WIPS - What is Complexity? Cancer as a Case Study

Anya Plutynski, Washington University in St. Louis

Paper available for pre-reading: Email Anya Plutynski for a copy. aplutyns@wustl.edu

Abstract: Cancer is typically spoken of as a “complex” disease. But, in what sense is cancer “complex”? Is there one sense in which cancer is complex, or several? Are cancer’s complex features instances of a general pattern or patterns? Does cancer instantiate general lawlike features typical of complex systems?

In this paper, my aim is first, to provide a taxonomy of the variety of ways in which cancers (or, aspects, or features of cancers) are “complex.” Second, it is to say how and why the complexity of cancer(s) matters for the future direction of basic science and cancer medicine. Third, it is to address whether, and to what extent these notions of complexity can be informed by complexity science, as well as the philosophical literature on complexity. A variety of philosophers of science have offered up accounts of complexity, whether in terms of paradigmatic features, or necessary and sufficient conditions (Simon, 1965; Wimsatt, 1972; Bechtel and Richards, 2010 (1993); Bechtel and Abrahamson, 2011; Mitchell, 2003, 2009; Ladyman, Lambert and Weisner, 2013, forthcoming). All these accounts map only partially onto some of the ways in which cancer scientists speak of cancer as “complex.” What to make of this situation of somewhat spotty overlap? 

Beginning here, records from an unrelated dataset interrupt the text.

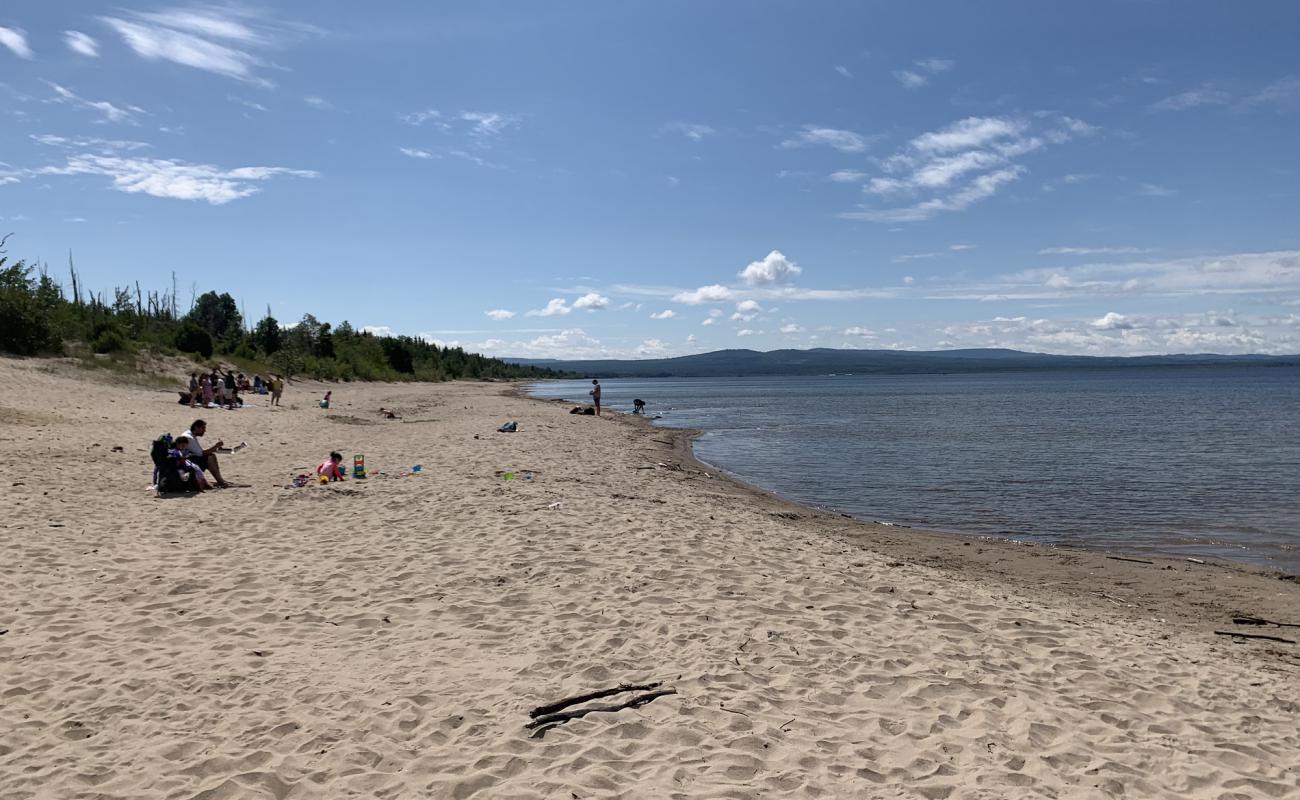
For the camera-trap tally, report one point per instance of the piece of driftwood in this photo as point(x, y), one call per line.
point(1246, 619)
point(550, 708)
point(1253, 636)
point(1132, 560)
point(547, 721)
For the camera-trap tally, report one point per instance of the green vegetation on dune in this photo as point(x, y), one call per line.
point(39, 318)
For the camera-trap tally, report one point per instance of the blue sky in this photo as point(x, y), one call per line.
point(661, 178)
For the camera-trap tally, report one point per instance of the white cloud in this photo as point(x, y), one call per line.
point(1153, 190)
point(172, 178)
point(590, 302)
point(914, 256)
point(936, 65)
point(488, 122)
point(247, 103)
point(967, 160)
point(1205, 95)
point(16, 39)
point(1113, 321)
point(1091, 250)
point(557, 307)
point(848, 176)
point(969, 134)
point(692, 130)
point(420, 117)
point(844, 141)
point(216, 39)
point(772, 269)
point(653, 347)
point(910, 80)
point(415, 152)
point(112, 113)
point(105, 146)
point(714, 293)
point(81, 43)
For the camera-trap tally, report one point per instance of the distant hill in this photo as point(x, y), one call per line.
point(737, 363)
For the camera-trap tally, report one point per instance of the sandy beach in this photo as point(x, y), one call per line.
point(389, 638)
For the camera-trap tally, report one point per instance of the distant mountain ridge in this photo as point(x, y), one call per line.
point(824, 360)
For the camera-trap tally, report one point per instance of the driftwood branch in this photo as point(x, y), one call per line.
point(550, 708)
point(546, 722)
point(1247, 619)
point(1253, 636)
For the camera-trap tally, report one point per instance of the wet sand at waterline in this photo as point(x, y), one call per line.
point(389, 638)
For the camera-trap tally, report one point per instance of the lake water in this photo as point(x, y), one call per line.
point(1169, 461)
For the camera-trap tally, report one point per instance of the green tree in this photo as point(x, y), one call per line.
point(267, 334)
point(219, 315)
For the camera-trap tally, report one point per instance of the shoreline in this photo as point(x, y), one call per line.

The properties that various philosophers have offered up for systems to count as complex do not pick out a unified kind. That said, there are some common features, dynamics, and properties of complex systems. In my view, attention to the context specific ways in which cancer is complex (at least by the lights of cancer scientists) is enormously important for the purposes of treatment and prognosis. However, there are no clear and unambiguous examples of general patterns or processes of the sort sought in complexity science.